Suriye-Türkiye ortaklık ilişkilerinden önce İran'ın Türkiye ile ilişkileri, işbirliğinden rekabete uzanan bir çerçeveyle sınırlıydı, ancak bu çerçeve Türkiye'nin NATO ile bağlantıları ve Siyonist oluşumla stratejik ortaklık ilişkileri gölgesinde şüphe ve güvensizlikle doluydu.
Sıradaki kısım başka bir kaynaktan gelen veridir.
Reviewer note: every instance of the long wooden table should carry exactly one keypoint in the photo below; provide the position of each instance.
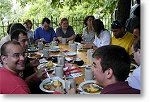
(80, 54)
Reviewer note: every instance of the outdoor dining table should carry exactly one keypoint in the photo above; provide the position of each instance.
(80, 54)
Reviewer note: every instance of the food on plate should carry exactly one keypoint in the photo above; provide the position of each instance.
(49, 64)
(34, 55)
(52, 86)
(91, 88)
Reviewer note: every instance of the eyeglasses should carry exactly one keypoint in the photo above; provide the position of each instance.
(17, 55)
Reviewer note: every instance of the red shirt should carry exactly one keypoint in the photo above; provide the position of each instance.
(11, 83)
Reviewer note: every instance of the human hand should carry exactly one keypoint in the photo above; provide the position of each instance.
(34, 63)
(71, 91)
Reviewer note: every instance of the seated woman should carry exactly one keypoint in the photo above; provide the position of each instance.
(65, 30)
(88, 31)
(102, 36)
(28, 25)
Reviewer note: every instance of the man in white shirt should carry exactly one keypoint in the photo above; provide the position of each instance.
(134, 79)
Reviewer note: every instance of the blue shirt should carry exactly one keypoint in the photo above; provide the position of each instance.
(42, 33)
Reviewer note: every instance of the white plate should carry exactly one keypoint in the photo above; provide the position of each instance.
(47, 80)
(71, 53)
(35, 55)
(54, 48)
(88, 82)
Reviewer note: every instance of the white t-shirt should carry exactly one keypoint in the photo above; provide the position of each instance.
(105, 39)
(134, 79)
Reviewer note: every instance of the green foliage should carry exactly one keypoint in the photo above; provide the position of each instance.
(74, 10)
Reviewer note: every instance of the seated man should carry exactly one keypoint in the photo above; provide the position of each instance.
(120, 37)
(29, 73)
(65, 31)
(111, 66)
(45, 32)
(134, 79)
(13, 60)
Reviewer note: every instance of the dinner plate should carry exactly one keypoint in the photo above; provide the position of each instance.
(35, 55)
(54, 49)
(93, 88)
(71, 53)
(47, 80)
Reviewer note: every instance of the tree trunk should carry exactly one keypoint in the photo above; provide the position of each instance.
(123, 11)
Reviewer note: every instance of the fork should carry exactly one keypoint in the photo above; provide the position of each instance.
(50, 79)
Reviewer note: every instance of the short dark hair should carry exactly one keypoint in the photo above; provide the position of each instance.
(63, 19)
(15, 34)
(116, 24)
(28, 21)
(3, 48)
(116, 58)
(86, 18)
(16, 26)
(46, 20)
(8, 28)
(98, 26)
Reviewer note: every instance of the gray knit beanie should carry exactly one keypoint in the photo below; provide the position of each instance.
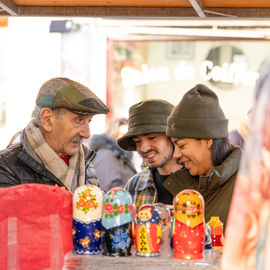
(145, 117)
(198, 115)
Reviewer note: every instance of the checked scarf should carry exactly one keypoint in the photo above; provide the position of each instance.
(71, 176)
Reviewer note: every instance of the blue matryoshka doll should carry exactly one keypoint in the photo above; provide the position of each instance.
(148, 233)
(117, 223)
(87, 214)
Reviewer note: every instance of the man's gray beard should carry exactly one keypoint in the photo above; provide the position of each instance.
(161, 164)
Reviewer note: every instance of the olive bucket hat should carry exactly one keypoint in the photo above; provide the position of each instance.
(145, 117)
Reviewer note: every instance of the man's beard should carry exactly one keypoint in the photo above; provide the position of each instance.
(162, 163)
(76, 139)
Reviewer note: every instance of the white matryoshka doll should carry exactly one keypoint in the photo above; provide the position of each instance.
(117, 222)
(148, 233)
(188, 234)
(87, 214)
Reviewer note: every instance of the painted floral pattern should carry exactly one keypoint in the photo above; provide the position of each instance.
(121, 240)
(87, 201)
(191, 209)
(97, 234)
(85, 242)
(113, 209)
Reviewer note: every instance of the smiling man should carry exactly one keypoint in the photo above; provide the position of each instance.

Fakat Suriye-Türkiye yakınlaşması ve İran'ın önem verdiği sıcak Arap dosyalarında Türkiye'nin performansının büyümesi, Tahran'ın Türkiye'ye daha fazla açılmasına yol açtı. Ekonomik ilişkiler, stratejik ortaklık arzulayan kapsamlı işbirliğine geçti, iki ülkenin 'Suriye katalizörü' kanalıyla İran, Türkiye, Irak ve Suriye'ye uzanan dörtlü stratejik eksen kurma arzularını birleştirdi.
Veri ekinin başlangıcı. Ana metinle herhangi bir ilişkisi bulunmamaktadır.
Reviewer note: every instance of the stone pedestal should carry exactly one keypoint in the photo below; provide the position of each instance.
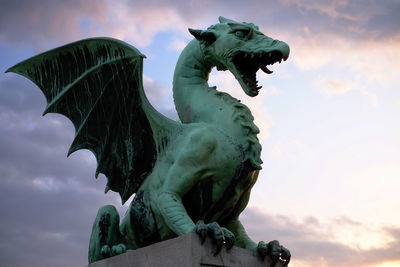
(184, 251)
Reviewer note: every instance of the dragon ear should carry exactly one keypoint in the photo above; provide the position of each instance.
(225, 20)
(204, 36)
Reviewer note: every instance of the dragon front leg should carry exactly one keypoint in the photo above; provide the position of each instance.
(190, 166)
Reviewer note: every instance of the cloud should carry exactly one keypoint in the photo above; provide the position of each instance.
(47, 22)
(332, 86)
(313, 242)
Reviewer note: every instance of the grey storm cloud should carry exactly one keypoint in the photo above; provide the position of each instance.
(46, 23)
(49, 201)
(306, 243)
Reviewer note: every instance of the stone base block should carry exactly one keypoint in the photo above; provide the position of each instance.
(184, 251)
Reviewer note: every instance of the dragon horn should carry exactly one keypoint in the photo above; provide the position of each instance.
(225, 20)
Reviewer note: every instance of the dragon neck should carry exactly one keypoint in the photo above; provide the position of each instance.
(195, 102)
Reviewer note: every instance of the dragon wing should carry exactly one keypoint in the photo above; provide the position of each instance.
(97, 84)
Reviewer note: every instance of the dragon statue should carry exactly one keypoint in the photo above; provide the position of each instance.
(189, 176)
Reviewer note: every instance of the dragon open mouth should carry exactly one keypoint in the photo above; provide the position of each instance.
(248, 63)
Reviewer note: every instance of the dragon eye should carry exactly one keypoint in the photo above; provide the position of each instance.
(241, 34)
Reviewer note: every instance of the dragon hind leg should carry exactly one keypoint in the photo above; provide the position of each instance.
(106, 239)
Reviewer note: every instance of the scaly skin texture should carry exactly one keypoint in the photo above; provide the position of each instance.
(188, 176)
(207, 172)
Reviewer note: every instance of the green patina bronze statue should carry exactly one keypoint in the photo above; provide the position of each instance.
(188, 176)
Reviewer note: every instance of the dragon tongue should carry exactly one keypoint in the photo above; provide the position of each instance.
(265, 69)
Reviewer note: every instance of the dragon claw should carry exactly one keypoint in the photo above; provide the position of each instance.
(219, 235)
(275, 251)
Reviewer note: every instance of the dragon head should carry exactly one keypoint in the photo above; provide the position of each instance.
(242, 49)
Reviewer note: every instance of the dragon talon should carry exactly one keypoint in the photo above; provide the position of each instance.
(169, 165)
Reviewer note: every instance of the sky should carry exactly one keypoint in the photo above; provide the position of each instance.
(329, 120)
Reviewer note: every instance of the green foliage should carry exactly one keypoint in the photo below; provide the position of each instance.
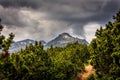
(105, 51)
(34, 63)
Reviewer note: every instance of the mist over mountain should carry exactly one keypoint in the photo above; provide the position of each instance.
(65, 38)
(60, 41)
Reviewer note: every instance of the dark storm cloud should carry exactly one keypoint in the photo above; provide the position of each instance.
(77, 13)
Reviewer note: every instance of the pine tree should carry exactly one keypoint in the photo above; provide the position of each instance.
(105, 50)
(5, 43)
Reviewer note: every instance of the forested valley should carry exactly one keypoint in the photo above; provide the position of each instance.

Suriye krizine yönelik İran ve Türk değerlendirmesindeki uçurumun genişlemesi sebebiyle şu an bu kararlılık, özellikle de bu krizin şiddetlenmesi, bölgesel ve uluslararası güçlerin krizin gelişmelerine müdahale etmesi sonrası çöküşe maruz kalıyor. İran, Suriye rejiminin gerekçelerine uyarken ve yaşananları dışarıdan destekli fitne ve komplo olarak görürken Türkiye, Suriye devlet başkanını halkın taleplerine olumlu etkileşim kurması ve kurtuluş için güç ve güvenlik çözümü yerine ulusal siyasi projeyi benimsemesine ikna etmekte başarısız kalması sonrası halkın taleplerinin yanında yer alarak tutumunu netleştirdi.

İsrail Debka istihbarat sitesinin İsrail istihbarat ve güvenlik kaynaklarından aktararak yayımladığı rapora göre, Amerikan arabuluculuğu İsrail ve Türk yetkililer arasında gizli görüşmelere önderlik etmiş. Bu görüşmeler sırasında iki ülke ilişkilerinin iyileştirilmesi ve Beşşar Esed'le mücadele edilmesi üzerinde anlaşmaya varılmış.

Acaba Türkiye koalisyonlarını yeniden değiştirecek mi? Suriye'den sonra Türk koalisyonlarındaki bu değişimin ilk bedelini ödeyecek ülke İran olabilir mi? İran'ın Suriyeli müttefikin devrilmesi veya bu müttefiki devrilmekten korumak için direkt askerî müdahale yapmak zorunda kalması halindeki zor ve sınırlı tercihlerini dikkate alırsak bu sorunun önemi daha da artıyor. Bazıları Irak'tan alternatif bir müttefik olarak bahsediyorlar. Irak kanalıyla Esed rejiminin alternatifi yeni Suriye rejimi, İran çıkarlarına düşman politikaları benimsemesi halinde abluka altına alınabilir. Yine Irak kanalıyla İran'ın Hizbullah'la bağlantısı sürdürülebilir. Ortada İran'ın alternatif stratejik bir ortaklık kurmak için Afganistan ve Pakistan'a yöneleceğinden, bu ortaklık kanalıyla ABD'nin İran'a karşı planlanan ittifakları karıştıracağından bahsedenler var. Üçüncü bir seçenek veya alternatif de İran'ın politikalarını gözden geçirmesi, Suriye'deki durumu kurtarmak ve Türk politikasındaki çöküşü kontrol altına alma girişimi içinde Arap ılımlılık ekseni ülkelerine yakınlaşması.